Batasan utama: Viskositas kinematik cairan harus kurang dari 20 mPa·s. Cairan dengan viskositas tinggi akan menekan pembentukan pusaran dan menyebabkan hilangnya sinyal.
Gas yang berlaku
Gas satu fasa yang kering dan bersih: udara terkompresi, nitrogen, oksigen, karbon dioksida, gas alam, gas batubara, biogas, dan gas campuran industri.

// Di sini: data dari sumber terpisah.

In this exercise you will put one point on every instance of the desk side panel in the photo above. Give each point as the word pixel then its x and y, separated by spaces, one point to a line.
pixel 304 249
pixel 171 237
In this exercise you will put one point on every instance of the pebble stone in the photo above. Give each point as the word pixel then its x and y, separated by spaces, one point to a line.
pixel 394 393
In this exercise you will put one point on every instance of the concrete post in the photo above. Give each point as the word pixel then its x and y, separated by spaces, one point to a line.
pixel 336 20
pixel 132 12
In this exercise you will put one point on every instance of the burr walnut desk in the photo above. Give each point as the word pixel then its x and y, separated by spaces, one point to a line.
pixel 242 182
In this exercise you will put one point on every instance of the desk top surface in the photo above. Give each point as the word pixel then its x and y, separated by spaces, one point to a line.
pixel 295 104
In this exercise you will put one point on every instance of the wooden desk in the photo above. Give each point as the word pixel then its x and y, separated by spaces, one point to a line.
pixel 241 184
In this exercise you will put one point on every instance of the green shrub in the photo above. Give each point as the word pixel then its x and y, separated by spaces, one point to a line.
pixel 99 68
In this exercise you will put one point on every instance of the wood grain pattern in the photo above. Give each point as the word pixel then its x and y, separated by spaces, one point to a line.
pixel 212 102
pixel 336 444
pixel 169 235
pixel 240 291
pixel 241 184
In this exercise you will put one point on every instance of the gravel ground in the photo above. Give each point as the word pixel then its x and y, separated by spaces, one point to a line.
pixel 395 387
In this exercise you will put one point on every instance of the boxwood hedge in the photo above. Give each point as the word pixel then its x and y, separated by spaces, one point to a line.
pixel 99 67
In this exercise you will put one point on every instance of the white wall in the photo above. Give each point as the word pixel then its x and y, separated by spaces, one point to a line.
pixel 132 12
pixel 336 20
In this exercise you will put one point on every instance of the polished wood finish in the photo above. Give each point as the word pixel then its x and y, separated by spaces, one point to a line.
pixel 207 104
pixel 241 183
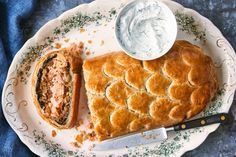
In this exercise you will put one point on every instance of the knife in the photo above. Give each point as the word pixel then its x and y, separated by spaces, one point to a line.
pixel 159 134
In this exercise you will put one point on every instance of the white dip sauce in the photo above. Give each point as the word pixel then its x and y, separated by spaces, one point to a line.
pixel 143 28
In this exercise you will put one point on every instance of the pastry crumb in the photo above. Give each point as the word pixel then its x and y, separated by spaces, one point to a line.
pixel 81 137
pixel 57 45
pixel 54 133
pixel 81 30
pixel 80 122
pixel 92 136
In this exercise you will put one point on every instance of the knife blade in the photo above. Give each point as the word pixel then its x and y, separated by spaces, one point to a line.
pixel 159 134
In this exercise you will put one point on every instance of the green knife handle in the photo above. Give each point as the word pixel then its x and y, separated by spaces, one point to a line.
pixel 217 118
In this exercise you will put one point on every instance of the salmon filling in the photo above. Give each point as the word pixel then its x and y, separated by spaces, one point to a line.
pixel 54 89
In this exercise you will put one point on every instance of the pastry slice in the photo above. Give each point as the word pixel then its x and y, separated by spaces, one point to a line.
pixel 127 95
pixel 55 87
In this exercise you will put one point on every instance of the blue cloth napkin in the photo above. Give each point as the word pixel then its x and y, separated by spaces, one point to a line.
pixel 11 40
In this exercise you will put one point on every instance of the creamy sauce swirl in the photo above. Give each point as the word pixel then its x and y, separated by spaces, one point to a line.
pixel 143 28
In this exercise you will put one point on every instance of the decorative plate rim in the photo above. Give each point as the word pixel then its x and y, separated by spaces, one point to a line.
pixel 35 38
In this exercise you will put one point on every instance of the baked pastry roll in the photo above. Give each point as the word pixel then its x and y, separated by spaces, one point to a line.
pixel 127 95
pixel 56 85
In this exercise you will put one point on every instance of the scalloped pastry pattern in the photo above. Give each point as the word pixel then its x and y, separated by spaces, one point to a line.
pixel 126 95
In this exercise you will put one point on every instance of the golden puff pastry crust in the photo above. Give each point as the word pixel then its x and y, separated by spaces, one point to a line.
pixel 127 95
pixel 55 87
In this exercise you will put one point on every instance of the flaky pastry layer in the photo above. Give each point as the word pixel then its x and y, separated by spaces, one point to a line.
pixel 127 95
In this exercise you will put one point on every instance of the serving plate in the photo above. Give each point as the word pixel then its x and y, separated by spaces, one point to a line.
pixel 93 24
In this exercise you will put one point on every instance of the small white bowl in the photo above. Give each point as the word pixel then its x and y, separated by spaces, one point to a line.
pixel 146 29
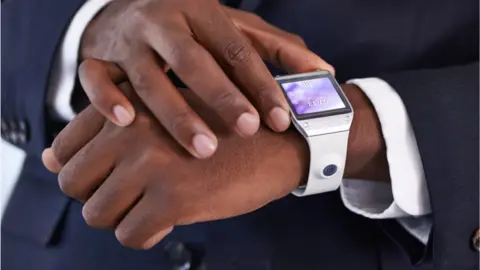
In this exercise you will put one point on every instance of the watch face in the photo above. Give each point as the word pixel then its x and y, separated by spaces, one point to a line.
pixel 314 96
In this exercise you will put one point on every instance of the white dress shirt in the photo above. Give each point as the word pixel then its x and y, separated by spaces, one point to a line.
pixel 405 199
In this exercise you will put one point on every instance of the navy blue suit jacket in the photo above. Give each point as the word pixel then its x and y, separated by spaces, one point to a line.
pixel 427 50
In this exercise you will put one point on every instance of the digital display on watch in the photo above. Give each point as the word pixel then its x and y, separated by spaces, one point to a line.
pixel 314 97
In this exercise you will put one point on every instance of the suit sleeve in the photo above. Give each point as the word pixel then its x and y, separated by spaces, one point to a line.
pixel 443 107
pixel 31 34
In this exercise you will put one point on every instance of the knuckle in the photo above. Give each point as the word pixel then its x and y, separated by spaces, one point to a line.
pixel 93 217
pixel 180 121
pixel 224 100
pixel 140 80
pixel 182 55
pixel 126 238
pixel 66 184
pixel 237 53
pixel 59 149
pixel 298 39
pixel 263 93
pixel 99 99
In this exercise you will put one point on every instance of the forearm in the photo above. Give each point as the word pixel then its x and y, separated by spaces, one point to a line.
pixel 366 157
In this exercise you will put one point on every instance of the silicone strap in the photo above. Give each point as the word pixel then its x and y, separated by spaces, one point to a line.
pixel 328 153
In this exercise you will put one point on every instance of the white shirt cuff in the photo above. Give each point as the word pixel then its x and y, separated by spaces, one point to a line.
pixel 64 70
pixel 406 197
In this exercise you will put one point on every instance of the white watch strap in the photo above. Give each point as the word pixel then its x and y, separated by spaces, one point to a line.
pixel 328 153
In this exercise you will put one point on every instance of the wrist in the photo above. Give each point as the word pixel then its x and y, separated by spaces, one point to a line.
pixel 366 153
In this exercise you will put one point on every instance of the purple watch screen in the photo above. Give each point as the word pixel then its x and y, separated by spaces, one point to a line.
pixel 313 96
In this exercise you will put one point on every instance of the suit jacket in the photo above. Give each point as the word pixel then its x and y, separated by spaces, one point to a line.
pixel 427 50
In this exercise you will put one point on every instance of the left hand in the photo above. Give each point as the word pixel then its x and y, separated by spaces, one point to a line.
pixel 137 180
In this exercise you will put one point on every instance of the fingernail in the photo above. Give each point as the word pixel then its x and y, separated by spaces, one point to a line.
pixel 247 124
pixel 204 145
pixel 124 118
pixel 279 118
pixel 50 161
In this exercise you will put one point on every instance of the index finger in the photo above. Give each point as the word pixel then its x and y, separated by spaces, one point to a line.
pixel 244 66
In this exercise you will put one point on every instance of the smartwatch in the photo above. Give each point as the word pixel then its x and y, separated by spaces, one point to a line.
pixel 323 115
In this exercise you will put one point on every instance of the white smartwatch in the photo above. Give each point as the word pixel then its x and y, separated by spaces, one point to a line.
pixel 323 115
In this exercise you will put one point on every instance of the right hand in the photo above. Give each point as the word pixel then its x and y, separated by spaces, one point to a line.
pixel 206 45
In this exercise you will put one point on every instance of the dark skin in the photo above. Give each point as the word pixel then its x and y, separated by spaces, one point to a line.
pixel 216 51
pixel 135 179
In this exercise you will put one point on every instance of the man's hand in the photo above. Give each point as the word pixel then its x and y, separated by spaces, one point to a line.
pixel 216 51
pixel 138 181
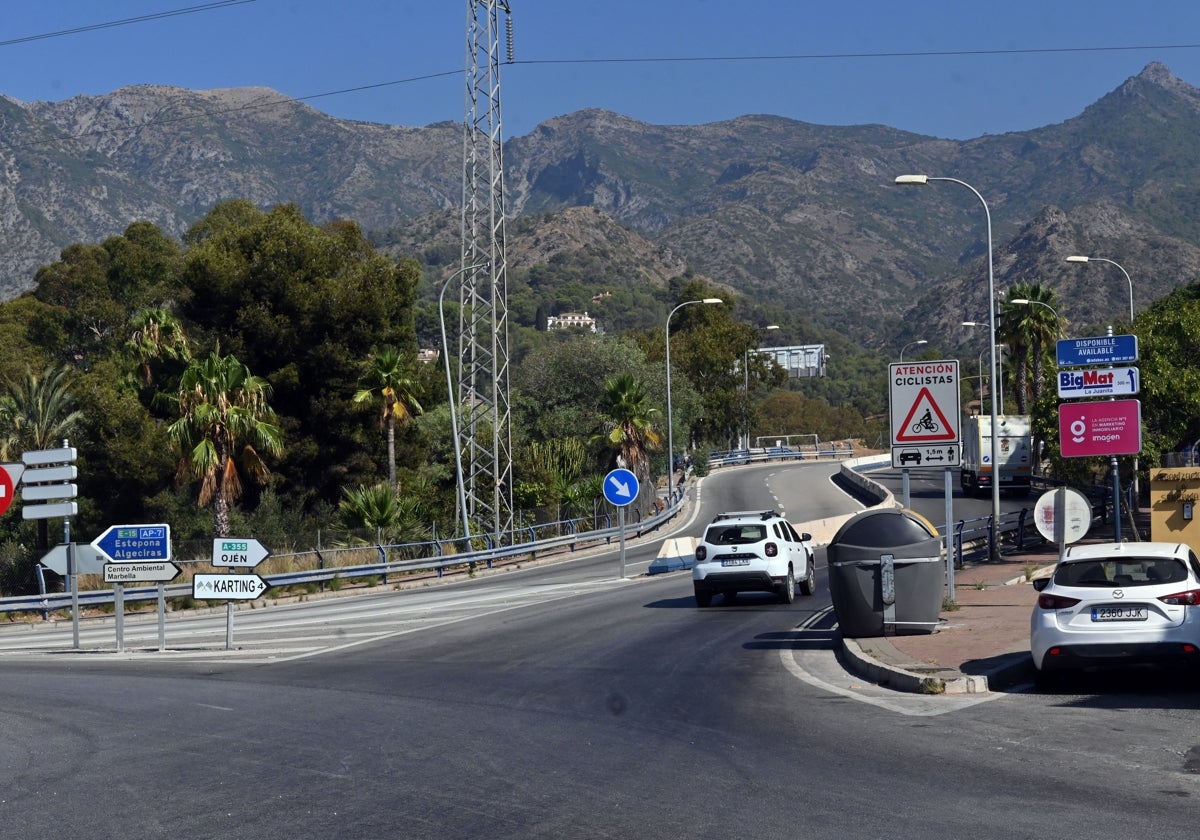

Catatan: Jika gas mengandung banyak kabut air, kabut minyak, atau debu, filter atau pemisah harus dipasang di bagian hulu untuk melindungi sensor dan badan penahan dari penyumbatan dan korosi.
Uap yang berlaku
Uap jenuh dan uap superpanas banyak digunakan dalam sistem pemanas dan boiler. Tipe pusaran suhu tinggi kami dapat menahan suhu sedang hingga 350℃, stabil untuk pengukuran uap jangka panjang.
Media TIDAK cocok untuk flowmeter vortex
Cairan dengan viskositas tinggi seperti minyak berat, lem, dan sirup;
Cairan yang mengandung sedimen, lumpur, serat, dan partikel padat berukuran besar, yang mudah menempel pada permukaan yang kasar dan merusak keteraturan pusaran air;
Medium campuran dua fase (cairan dengan banyak gelembung, gas dengan tetesan cairan berat);
Media yang sangat korosif seperti asam kuat pekat dan basa kuat (baja tahan karat 304/316L tidak dapat menahan erosi jangka panjang);
Medium dengan skala yang mudah, yang akan menutupi permukaan sensor dan secara bertahap melemahkan sinyal.